As I wrote a while ago (No hot dogs here), I have restricted my intake of processed meats that contain sodium nitrites. Provisionally, anyway, I believe nitrites cause cancer. (But why the focus on sodium and nitrites in this context? I thought the hypothesis was that too much iron was the culprit in the association between meat and diabetes. Does processed meat have more iron than fresh meat? It could, I guess, but why not mention that in the statement, instead of high levels of sodium and nitrites? I suspect rhetorical trickery is afoot!)
I eat more fresh red meat than I used to, but not a lot more. I’ve been careful about fresh red meat not because of a fear of fat or iron, but a fear of contaminants. (See Beliefs can cause inflammation of the brain.)
As a low-carber, I have significantly increased my consumption fish and nuts.
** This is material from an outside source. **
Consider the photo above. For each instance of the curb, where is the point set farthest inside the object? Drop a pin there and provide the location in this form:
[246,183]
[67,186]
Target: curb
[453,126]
But I have stopped eating whole grains, low-fat dairy, and beans.
Beans I might add back to my diet in limited amounts. Dairy is already there in the form of butter, cheese and cream — high fat dairy, in other words. Grains I want no part of. (I’ll write more on my problems with grains later. I seem to have sensitivities to them.)
The HSPH researchers’ “low-fat” dairy stipulation betrays their bias; they appear to be working from Conventional Diet Wisdom, which aims to reduce intake of saturated fat at all costs. This isn’t merely a matter of press release rhetoric. The study actually examined the impact of swapping out a serving of red meat for a serving of low-fat dairy. Why not also examine swapping out meat for full-fat yogurt or cheese? Is it the fat that is being tested again? If so, name it as a suspect, along with iron and nitrites. It increases the odds of a hit.
Another indication of Conventional Diet Wisdom in action is the omission of eggs from the list of alternative protein sources. It’s true that eggs have slightly more iron per serving than almonds, but they have less than lentils and far less than beef. Eggs don’t contain nitrites. They have some fat, but mostly they just have an undeserved bad reputation courtesy of Conventional Diet Wisdom.
Eggs are food I eat significantly more of on my low-carb diet than I ever ate before. It seems odd that eggs are omitted as a source of protein.
But, then, everyone has biases, even epidemiologists.
(For another critique of the HSPH study, see Mark Sisson’s blog. For another perspective on diet and the development of type2 diabetes, see my recent post News report: cut carbs to hold off diabetes. For an amusing primer on detecting “bad science,” see Tom Naughton’s Science for Smart People talk on YouTube.)